BOISE, Idaho (AP) — A libertarian think tank with ties to Idaho's top Republicans is defending its decision to invite a conservative author criticized for what some have called racist views linking intelligence to class and race.

Social scientist Charles Murray has long been labeled a white nationalist by the Southern Poverty Law Center after the release of a book he co-authored in 1994, "The Bell Curve: Intelligence and Class Structure in American Life."

The Idaho Freedom Foundation booked Murray as their keynote speaker for their Aug. 26 banquet. Foundation Director Wayne Hoffman says Murray's a great man who rejects the SPLC's description.

"Racism is evil, and deserves to be called out. But so is intimidation — cloaked as "activism"— that seeks to shut down free speech and marginalize and malign anyone with the slightest divergence of opinion," Hoffman wrote in a Friday column. "Just because a person is white and talks about or studies race doesn't make him or her racist or a white nationalist."

In the wake of the deadly white-nationalist rally last weekend in Virginia, the foundation was forced to find a new location after a Boise hotel declined to host the banquet because of Murray. A speech by Murray earlier this year at Vermont's Middlebury College was shouted down by angry protesters. Sixty-seven students were sanctioned after the protest.

Murray has been criticized for nearly two decades over The Bell Curve's core assertions — that IQ levels adequately measure human intelligence, that heredity largely determines intelligence and that government programs can do little to improve the IQ-impaired.

However, the book also includes large sections of factual data points not in dispute. For example, social scientists agree that blacks have consistently scored lower than whites on IQ tests and that intelligence can be influenced by both environmental upbringing and heredity. It's the interpretation of the data that has caused the main source of contention.

The Idaho event is expected to draw statewide GOP candidates, including congressional and gubernatorial candidates who are all vying for the coveted base the Freedom Foundation attracts.

Yet many of the candidates who plan on attending the event were quick to point out they support the foundation's work but had no influence in choosing the speaker when contacted by The Associated Press on Friday.

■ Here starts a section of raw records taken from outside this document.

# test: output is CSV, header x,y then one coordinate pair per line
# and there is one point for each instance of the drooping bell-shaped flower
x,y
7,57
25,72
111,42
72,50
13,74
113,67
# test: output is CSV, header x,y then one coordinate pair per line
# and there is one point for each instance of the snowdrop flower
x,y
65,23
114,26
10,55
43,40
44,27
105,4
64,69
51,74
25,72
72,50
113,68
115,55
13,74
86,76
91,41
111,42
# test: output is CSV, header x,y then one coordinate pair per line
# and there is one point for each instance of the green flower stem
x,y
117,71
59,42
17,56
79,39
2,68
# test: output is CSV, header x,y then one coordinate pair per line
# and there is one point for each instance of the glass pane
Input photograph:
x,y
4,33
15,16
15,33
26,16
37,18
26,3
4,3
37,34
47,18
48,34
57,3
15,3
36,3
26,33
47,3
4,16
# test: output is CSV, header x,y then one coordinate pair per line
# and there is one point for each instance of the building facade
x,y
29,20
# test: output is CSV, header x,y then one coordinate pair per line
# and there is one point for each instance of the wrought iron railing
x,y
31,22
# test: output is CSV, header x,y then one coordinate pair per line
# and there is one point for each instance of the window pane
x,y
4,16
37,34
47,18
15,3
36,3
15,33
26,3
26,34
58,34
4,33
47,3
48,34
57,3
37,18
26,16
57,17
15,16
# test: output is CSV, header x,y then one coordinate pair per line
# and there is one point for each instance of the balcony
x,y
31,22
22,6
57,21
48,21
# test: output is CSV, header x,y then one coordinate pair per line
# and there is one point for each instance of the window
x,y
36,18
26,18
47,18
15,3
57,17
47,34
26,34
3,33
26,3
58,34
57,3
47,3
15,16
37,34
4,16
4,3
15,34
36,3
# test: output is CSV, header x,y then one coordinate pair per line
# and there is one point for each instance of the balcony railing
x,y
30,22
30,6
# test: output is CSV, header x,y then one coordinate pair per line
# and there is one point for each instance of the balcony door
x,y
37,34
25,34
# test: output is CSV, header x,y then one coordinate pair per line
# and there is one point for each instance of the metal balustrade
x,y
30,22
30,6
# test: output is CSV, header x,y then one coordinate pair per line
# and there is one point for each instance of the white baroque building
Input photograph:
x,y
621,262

"Congressman Raúl Labrador has always supported the Idaho Freedom Foundation's mission to promote fairness, individual freedom, and free-market solutions to Idaho's biggest challenges, which is why Raúl has consistently supported this annual event," said China Gum, Labrador's campaign manager.

Boise businessman Tommy Ahlquist, a first time GOP gubernatorial candidate, bought a table at the event but won't attend because he'll be at his daughter's wedding reception, said David Johnston, campaign manager.

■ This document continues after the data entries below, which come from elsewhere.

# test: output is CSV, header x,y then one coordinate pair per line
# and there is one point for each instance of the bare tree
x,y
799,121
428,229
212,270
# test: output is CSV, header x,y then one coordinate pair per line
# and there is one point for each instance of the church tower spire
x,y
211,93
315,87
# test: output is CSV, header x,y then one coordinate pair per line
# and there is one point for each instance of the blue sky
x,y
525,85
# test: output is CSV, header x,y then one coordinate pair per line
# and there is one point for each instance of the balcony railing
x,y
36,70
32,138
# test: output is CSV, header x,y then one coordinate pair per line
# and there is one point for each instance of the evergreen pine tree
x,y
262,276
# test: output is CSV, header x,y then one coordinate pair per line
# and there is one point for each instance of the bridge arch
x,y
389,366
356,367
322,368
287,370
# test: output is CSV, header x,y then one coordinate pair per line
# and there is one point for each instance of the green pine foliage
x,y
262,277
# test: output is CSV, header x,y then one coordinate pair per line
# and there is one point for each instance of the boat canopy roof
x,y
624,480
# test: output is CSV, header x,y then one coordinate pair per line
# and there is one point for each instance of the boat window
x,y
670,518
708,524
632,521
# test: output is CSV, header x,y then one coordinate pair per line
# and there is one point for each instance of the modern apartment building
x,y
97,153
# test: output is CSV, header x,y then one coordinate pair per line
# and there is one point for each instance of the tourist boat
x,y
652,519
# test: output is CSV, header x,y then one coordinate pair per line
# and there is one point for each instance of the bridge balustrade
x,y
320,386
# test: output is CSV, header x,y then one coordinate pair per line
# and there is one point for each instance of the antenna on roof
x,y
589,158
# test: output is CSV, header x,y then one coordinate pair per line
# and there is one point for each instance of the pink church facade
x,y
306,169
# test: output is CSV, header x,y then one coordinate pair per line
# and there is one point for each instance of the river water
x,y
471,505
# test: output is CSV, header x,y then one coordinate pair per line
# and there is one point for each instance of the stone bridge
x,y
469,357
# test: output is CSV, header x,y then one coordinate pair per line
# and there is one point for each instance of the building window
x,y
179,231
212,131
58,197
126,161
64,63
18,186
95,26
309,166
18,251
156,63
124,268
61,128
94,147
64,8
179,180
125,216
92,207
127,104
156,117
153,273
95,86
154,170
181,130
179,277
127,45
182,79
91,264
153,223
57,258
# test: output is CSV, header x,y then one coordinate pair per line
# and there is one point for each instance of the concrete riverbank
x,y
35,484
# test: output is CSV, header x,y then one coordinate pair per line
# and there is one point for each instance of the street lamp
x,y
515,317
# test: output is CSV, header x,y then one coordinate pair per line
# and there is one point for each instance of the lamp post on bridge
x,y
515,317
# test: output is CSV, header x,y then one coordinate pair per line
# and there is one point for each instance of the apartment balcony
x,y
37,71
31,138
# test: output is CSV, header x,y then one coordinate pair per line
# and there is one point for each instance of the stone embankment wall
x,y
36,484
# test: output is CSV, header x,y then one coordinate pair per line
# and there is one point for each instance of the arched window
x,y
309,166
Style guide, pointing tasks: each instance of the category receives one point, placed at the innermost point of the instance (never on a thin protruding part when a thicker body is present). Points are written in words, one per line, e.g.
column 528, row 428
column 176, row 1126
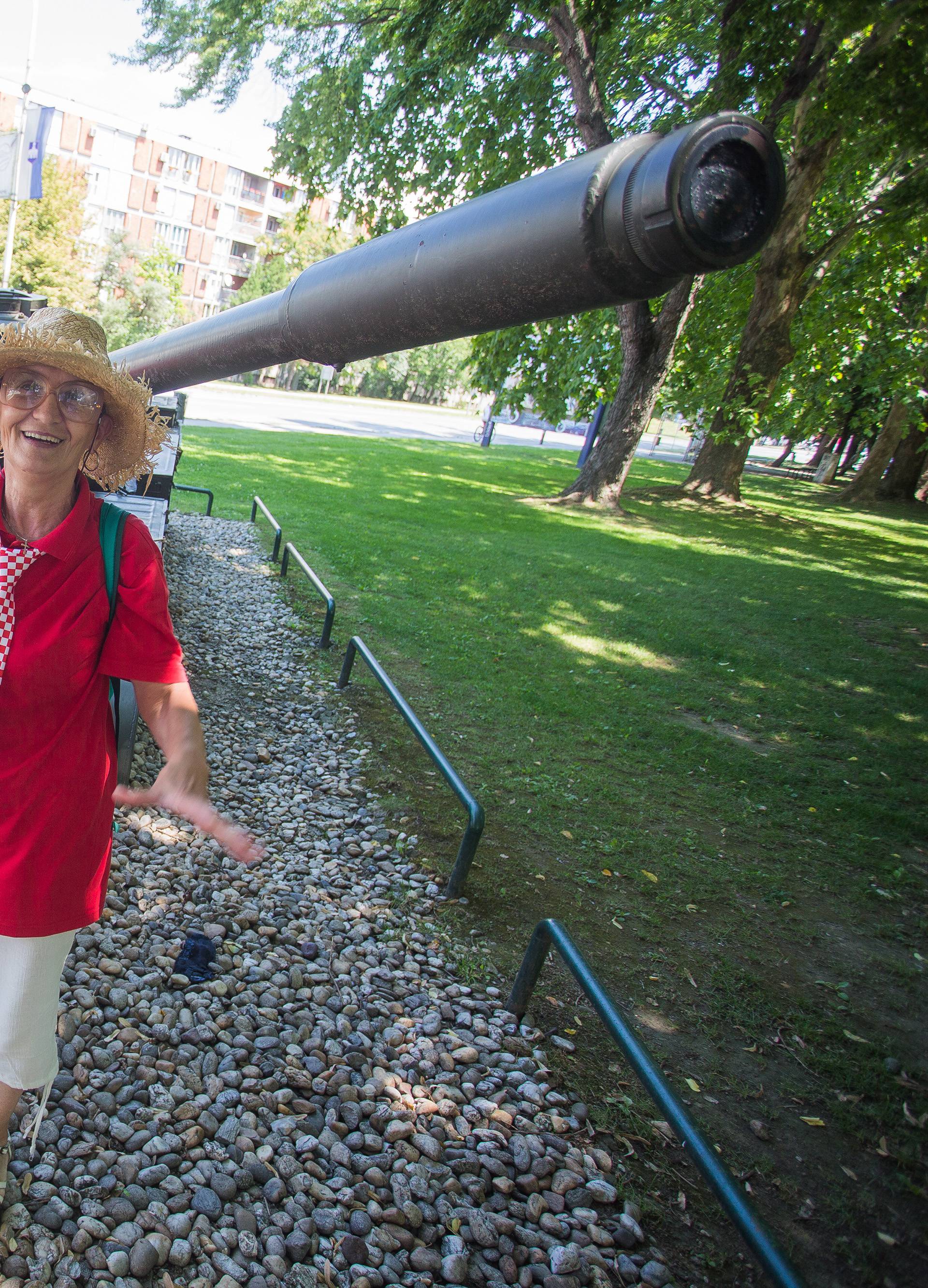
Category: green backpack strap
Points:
column 113, row 525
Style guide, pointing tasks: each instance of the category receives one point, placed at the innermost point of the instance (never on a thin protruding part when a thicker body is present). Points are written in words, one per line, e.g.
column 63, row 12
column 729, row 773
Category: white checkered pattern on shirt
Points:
column 14, row 563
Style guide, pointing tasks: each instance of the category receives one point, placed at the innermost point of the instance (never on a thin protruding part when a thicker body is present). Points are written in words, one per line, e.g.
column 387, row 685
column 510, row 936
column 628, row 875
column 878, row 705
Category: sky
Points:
column 72, row 57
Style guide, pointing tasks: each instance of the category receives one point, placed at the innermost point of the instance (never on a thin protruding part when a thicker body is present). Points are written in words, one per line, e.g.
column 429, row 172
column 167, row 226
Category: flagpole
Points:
column 14, row 199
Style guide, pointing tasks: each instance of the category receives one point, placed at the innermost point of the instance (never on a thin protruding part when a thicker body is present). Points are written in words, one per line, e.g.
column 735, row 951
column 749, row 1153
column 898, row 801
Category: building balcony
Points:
column 246, row 232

Johnston added that Ahlquist absolutely rejects white supremacy and racism of any kind — specifically condemning the violence that recently took place in Charlottesville — but said Ahlquist is not familiar with Murray's writings.

Lt. Gov. Brad Little also won't be attendance due to a scheduling conflict. Campaign manager Zack Hauge said the Republican candidate wouldn't comment on the speakers private organizations invite, but added that Little does not support the idea that certain races are predisposed to lower or higher IQs.

Meanwhile, campaign officials with Republican Congressional candidate Dave Leroy said that Leroy absolutely disagrees with Murray's claims that members of certain races may be genetically predisposed toward lower IQ scores.

Leroy's opponent Russ Fulcher's campaign came out in support of the Freedom Foundation.

"Russ strongly believes that any individual can succeed in life regardless of their background or circumstances. Russ does not support the claim that people are genetically predisposed toward success or failure," said Steve Ackerman, Fulcher's campaign manager.

Both Fulcher and Leroy plan on attending the banquet.